Sigal’s piece is entitled, “How A Mock Trial Could Turn Victory into Defeat on North Korea’s Nuclear Arms.” Sigal argues that opponents of Agreed Framework 2.0 are delaying North Korea’s imminent (believe!) disarmament for the sake of putting North Korea on “mock trial” by demanding answers about how much help North Korea gave Syria to build the al-Kibar reactor even while it was negotiating its nuclear disarmament with us.

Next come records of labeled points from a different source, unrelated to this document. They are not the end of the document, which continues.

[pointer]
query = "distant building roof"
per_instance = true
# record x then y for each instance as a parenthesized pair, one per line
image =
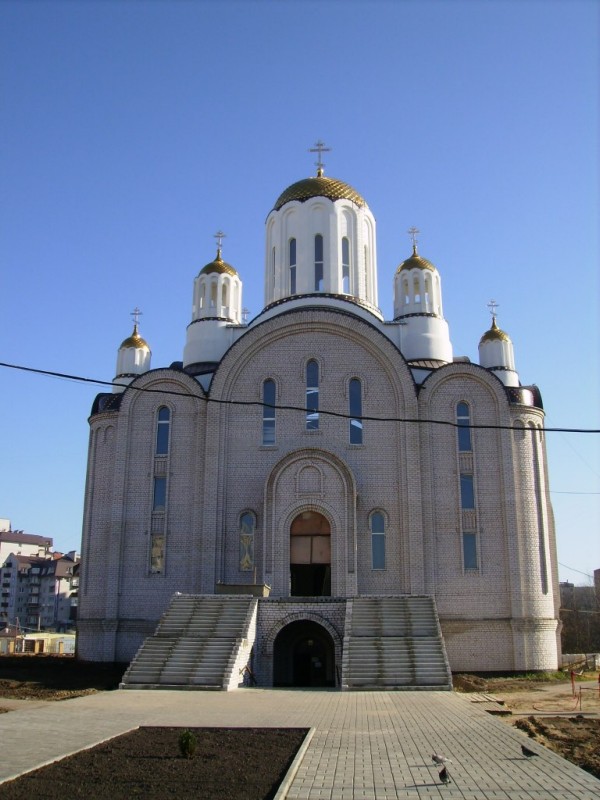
(18, 537)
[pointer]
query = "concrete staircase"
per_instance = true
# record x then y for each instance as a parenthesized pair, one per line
(394, 643)
(195, 644)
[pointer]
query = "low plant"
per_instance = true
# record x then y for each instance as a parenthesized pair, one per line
(187, 744)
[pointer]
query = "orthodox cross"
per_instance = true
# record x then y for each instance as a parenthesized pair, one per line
(219, 236)
(320, 149)
(493, 306)
(412, 232)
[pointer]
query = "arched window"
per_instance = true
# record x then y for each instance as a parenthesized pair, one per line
(377, 526)
(163, 424)
(470, 560)
(355, 405)
(312, 396)
(247, 528)
(292, 265)
(318, 263)
(345, 265)
(269, 412)
(159, 497)
(467, 492)
(463, 420)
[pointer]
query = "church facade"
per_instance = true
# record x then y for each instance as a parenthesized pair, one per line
(319, 453)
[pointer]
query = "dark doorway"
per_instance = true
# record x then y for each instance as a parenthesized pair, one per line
(303, 655)
(310, 556)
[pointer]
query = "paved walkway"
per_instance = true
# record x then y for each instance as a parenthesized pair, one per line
(367, 745)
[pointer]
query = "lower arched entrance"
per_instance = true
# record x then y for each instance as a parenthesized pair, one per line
(303, 655)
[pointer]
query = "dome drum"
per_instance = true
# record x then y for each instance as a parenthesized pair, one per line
(319, 246)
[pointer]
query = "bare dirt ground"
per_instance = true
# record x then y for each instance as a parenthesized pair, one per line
(228, 764)
(549, 712)
(545, 709)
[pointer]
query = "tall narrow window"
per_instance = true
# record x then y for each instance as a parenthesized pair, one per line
(163, 424)
(355, 403)
(377, 526)
(247, 526)
(292, 260)
(467, 492)
(463, 420)
(269, 412)
(312, 396)
(318, 263)
(159, 500)
(470, 551)
(345, 265)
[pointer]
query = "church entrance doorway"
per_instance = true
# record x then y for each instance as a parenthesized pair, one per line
(304, 655)
(310, 555)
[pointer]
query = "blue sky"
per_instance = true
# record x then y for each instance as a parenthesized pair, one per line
(133, 131)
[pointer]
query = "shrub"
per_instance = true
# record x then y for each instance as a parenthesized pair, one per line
(187, 744)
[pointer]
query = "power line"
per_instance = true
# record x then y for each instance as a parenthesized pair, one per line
(302, 409)
(587, 575)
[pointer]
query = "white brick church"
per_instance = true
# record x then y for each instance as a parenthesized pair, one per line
(325, 472)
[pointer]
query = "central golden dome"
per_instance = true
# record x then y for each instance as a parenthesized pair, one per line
(219, 266)
(319, 187)
(415, 262)
(135, 340)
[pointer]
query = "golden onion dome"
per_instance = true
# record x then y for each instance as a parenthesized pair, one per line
(415, 262)
(319, 187)
(219, 266)
(494, 334)
(135, 340)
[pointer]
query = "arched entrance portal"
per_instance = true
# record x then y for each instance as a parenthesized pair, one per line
(310, 555)
(303, 655)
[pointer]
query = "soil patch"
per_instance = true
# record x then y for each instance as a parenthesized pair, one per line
(43, 677)
(575, 738)
(228, 764)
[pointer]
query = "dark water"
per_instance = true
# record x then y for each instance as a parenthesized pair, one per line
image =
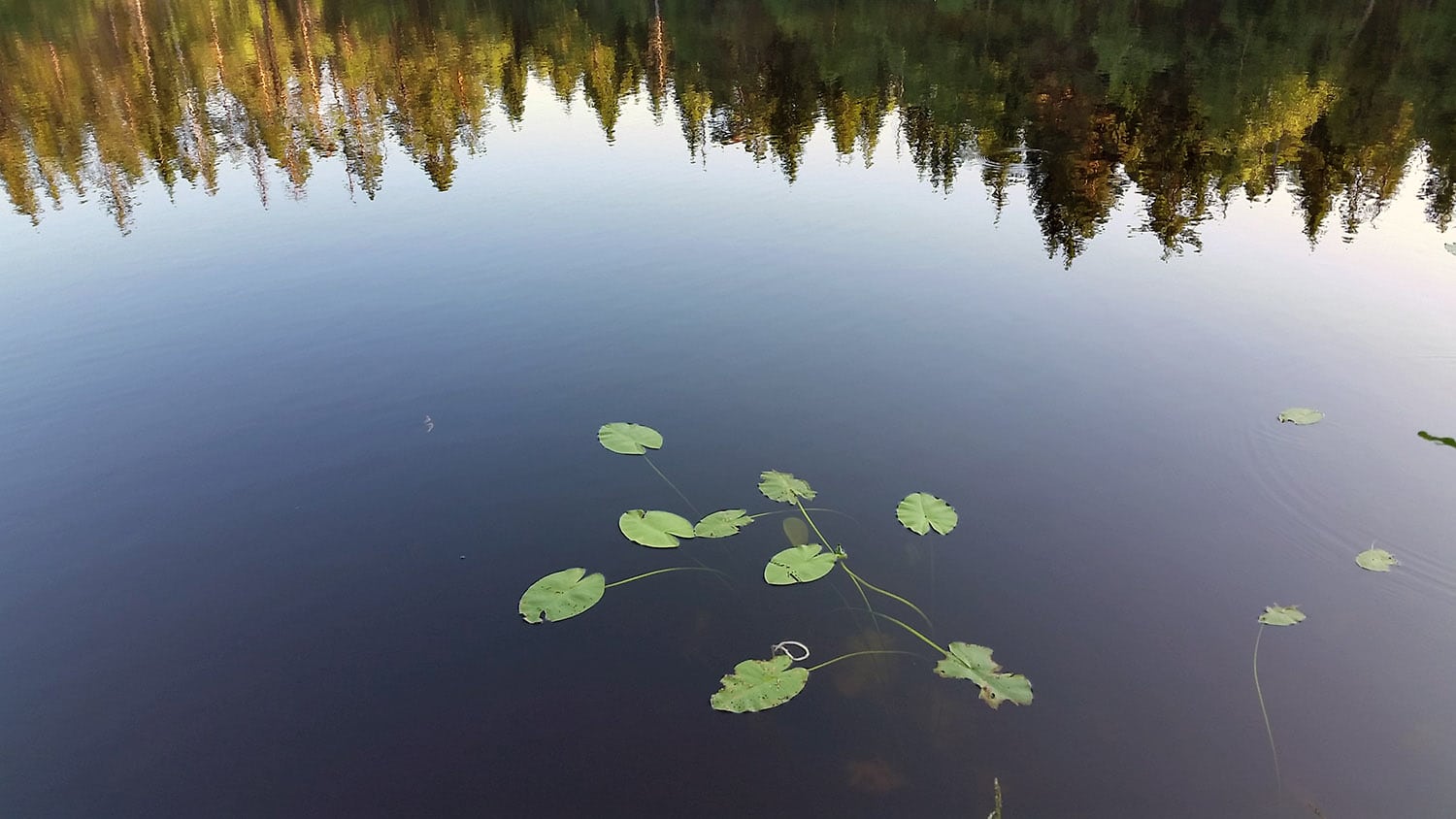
(1060, 264)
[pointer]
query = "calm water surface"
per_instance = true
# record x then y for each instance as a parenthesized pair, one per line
(1060, 264)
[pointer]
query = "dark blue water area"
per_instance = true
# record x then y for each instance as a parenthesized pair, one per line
(242, 577)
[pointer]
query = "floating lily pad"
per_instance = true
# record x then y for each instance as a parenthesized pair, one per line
(967, 661)
(629, 438)
(756, 685)
(561, 595)
(783, 487)
(654, 528)
(722, 524)
(1301, 416)
(1376, 560)
(922, 512)
(1281, 615)
(800, 565)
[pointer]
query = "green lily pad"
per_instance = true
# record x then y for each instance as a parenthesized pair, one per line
(629, 438)
(922, 512)
(1301, 416)
(654, 528)
(800, 565)
(722, 524)
(783, 487)
(967, 661)
(1281, 615)
(756, 685)
(1376, 560)
(561, 595)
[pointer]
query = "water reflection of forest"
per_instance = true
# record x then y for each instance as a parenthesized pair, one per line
(1185, 102)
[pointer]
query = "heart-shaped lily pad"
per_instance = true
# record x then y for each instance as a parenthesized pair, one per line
(722, 524)
(922, 512)
(654, 528)
(967, 661)
(561, 595)
(800, 565)
(1376, 560)
(756, 685)
(1281, 615)
(1301, 416)
(629, 438)
(783, 487)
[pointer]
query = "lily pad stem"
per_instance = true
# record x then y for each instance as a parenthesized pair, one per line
(856, 655)
(673, 484)
(1257, 690)
(891, 595)
(663, 572)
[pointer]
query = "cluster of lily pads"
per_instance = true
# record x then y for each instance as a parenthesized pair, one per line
(760, 684)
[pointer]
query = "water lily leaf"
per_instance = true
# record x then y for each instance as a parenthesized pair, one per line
(783, 487)
(1376, 560)
(629, 438)
(967, 661)
(756, 685)
(1281, 615)
(800, 565)
(722, 524)
(654, 528)
(562, 594)
(920, 512)
(1301, 416)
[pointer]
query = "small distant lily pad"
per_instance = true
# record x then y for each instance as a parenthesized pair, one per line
(922, 512)
(783, 487)
(1281, 615)
(722, 524)
(800, 565)
(757, 685)
(1376, 560)
(967, 661)
(629, 438)
(561, 595)
(1301, 416)
(654, 528)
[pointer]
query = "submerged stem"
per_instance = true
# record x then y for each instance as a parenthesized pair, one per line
(663, 572)
(1257, 690)
(891, 595)
(928, 641)
(673, 484)
(856, 655)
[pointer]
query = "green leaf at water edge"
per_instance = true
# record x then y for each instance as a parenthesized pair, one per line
(1281, 615)
(922, 512)
(783, 487)
(756, 685)
(1301, 416)
(629, 438)
(654, 528)
(967, 661)
(1376, 560)
(722, 524)
(561, 595)
(800, 565)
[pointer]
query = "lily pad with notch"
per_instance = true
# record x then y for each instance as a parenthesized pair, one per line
(922, 512)
(561, 595)
(969, 661)
(757, 685)
(800, 565)
(722, 524)
(629, 438)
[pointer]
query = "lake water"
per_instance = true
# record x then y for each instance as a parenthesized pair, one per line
(311, 311)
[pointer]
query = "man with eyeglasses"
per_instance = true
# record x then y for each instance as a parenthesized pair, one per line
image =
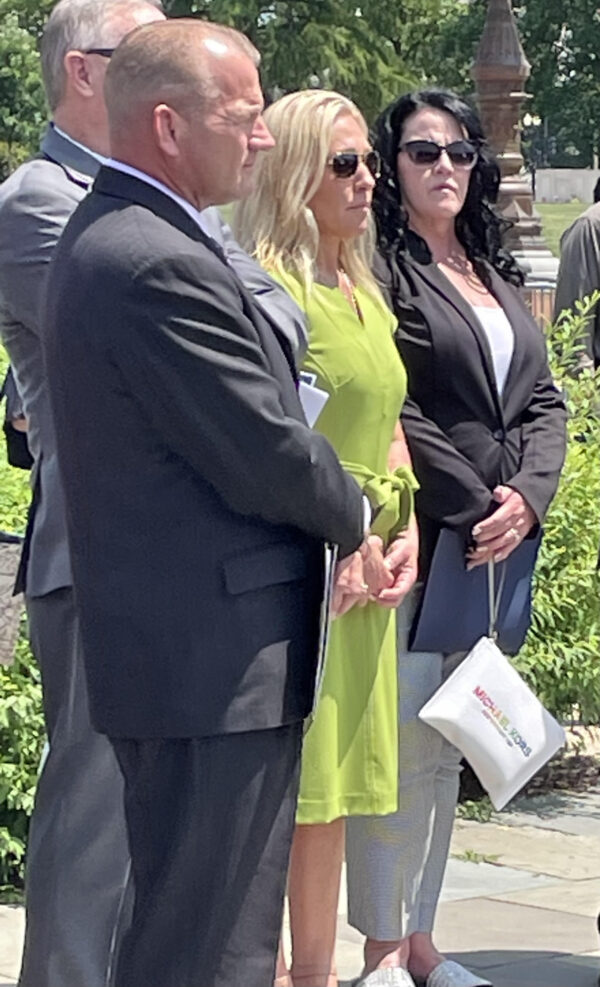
(77, 857)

Although Sigal thinks that we can afford to wait for those answers while North Korea disarms — Sigal either hasn’t seen or chooses not to mention this, this, this, or this statement of contrary intent — Sigal does not attempt to deny that clandestine nuclear proliferation is, you know, kind of a big deal:
Washington is right to ask North Korea what nuclear help it gave Syria because of the corrosive mistrust such actions cause. But getting an answer is hardly an urgent security concern. It can wait because whatever help North Korea may have given to Syria’s nascent reactor project went up in smoke in Israel’s September 2007 air strike. [Leon Sigal in Napsnet]

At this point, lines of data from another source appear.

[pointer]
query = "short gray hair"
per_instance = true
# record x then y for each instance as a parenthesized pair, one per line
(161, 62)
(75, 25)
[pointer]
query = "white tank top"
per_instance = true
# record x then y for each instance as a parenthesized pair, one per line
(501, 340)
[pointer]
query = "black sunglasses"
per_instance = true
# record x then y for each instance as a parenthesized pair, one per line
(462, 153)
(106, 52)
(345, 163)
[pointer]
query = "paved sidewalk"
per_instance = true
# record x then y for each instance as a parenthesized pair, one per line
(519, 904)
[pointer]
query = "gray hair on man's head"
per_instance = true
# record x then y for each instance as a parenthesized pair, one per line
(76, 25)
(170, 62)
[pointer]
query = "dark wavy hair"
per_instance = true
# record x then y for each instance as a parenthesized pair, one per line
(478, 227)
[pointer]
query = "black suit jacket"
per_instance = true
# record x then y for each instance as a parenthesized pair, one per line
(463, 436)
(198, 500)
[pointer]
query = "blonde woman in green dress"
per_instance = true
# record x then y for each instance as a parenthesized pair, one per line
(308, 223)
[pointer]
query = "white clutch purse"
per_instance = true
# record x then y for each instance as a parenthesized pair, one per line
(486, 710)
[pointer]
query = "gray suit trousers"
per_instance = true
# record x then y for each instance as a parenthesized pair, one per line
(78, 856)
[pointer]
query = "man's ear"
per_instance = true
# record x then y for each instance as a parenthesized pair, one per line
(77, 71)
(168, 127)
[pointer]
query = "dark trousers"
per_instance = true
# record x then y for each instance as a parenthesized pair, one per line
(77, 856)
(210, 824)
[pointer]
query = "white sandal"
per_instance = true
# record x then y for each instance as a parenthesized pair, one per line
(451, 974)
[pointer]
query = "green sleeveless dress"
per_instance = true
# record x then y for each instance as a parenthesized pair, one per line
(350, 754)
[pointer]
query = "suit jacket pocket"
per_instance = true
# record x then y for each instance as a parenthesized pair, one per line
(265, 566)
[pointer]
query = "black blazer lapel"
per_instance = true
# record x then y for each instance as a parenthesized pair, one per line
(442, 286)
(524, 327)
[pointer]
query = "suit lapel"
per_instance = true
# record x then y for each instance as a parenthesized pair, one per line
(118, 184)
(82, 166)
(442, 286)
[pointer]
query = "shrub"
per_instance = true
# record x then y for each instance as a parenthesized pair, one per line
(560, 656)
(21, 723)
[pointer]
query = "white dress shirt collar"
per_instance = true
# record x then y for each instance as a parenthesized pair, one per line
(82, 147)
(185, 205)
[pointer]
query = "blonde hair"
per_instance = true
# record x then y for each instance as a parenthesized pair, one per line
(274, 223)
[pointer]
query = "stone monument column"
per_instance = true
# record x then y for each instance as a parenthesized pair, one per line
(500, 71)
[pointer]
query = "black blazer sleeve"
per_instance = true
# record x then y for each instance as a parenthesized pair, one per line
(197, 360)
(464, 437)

It might be easier to take Sigal and his argument seriously were it not for how he’d reacted to these same revelations last October:
“The Syria story is complete nonsense. No one in a position to know has said anything about nuclear transfer. If you go read carefully what officials have been saying, they have not said that.
According to Sigal, the person “not in the position to know” who had been spreading rumors of a connection is John Bolton, former U.S. Ambassador in UN. “This is another one of those games that the Boltons of the world play when they see the negotiating track getting serious,” Sigal explained, “which is they throw some threat on the table to try to derail talks that turns out not to be quite the threat they made of it. They exaggerated the uranium enrichment program”¦and tried to use it to block negotiations, and they did so successfully for a while. [Leon Sigal, interviewed by the Daily NK, Oct. 3, 2007]

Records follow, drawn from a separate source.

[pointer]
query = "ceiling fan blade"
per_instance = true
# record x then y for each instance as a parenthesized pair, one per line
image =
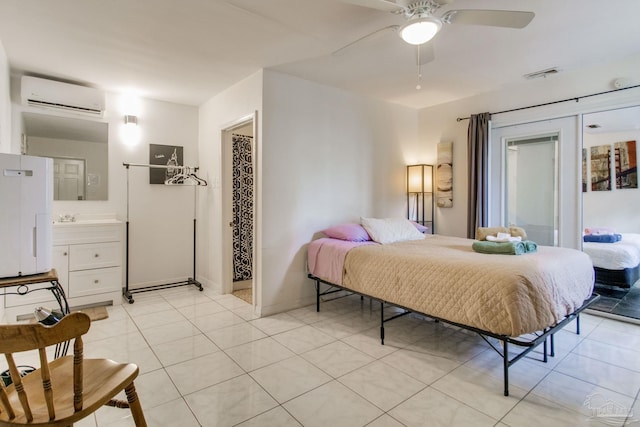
(384, 5)
(494, 18)
(424, 53)
(344, 49)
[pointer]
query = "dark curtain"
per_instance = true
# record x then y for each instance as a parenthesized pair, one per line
(478, 149)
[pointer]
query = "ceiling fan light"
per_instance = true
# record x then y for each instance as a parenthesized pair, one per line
(420, 30)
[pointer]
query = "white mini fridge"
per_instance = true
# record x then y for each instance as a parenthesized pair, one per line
(26, 221)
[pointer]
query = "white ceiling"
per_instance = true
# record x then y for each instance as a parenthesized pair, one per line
(189, 50)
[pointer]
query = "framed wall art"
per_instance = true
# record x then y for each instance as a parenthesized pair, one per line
(165, 155)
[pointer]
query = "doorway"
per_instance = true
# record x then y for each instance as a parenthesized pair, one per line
(559, 175)
(239, 159)
(531, 186)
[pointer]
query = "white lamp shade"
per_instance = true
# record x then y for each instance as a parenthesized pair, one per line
(420, 30)
(419, 179)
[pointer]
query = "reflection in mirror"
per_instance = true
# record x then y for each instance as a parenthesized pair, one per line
(611, 201)
(611, 196)
(79, 150)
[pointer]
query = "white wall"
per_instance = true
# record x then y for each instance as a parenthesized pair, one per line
(438, 124)
(618, 208)
(5, 103)
(328, 156)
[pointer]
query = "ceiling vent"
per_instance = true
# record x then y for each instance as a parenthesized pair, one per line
(542, 73)
(62, 96)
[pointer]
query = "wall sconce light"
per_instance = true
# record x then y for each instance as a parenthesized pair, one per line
(131, 131)
(420, 194)
(131, 120)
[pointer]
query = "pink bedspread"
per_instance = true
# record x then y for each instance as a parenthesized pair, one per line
(325, 258)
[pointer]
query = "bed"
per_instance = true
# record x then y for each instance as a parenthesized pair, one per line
(521, 300)
(618, 263)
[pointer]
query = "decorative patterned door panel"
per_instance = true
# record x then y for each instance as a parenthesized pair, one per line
(243, 182)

“From what I have seen, there is simply no evidence what so ever of any North Korean nuclear connection to Syria. My guess is that at the end of the day we will learn the Israelis found something quite different. [Id.]
You can’t help but be in awe of anyone who can spew such ferociously doctrinaire conclusions unassisted by any factual basis for them whatsoever. I’ll offer Sigal’s very submission of his NAPSNET piece as evidence that he holds himself forth as an expert analyst. So has “analysis” ceased to be a rational processing of known facts into conclusions, or has some committee in Geneva voted to reverse this sequence? Not that I would deny Sigal his biases any more than he’s entitled to deny me mine, but if all people are biased and some people are objective, then one can still be biased and objective.
If one can — simultaneously — be as oafish, sloppy, and consistently wrong as Sigal, and also be a recognized expert, then we’re going to have to print a lot more diplomas.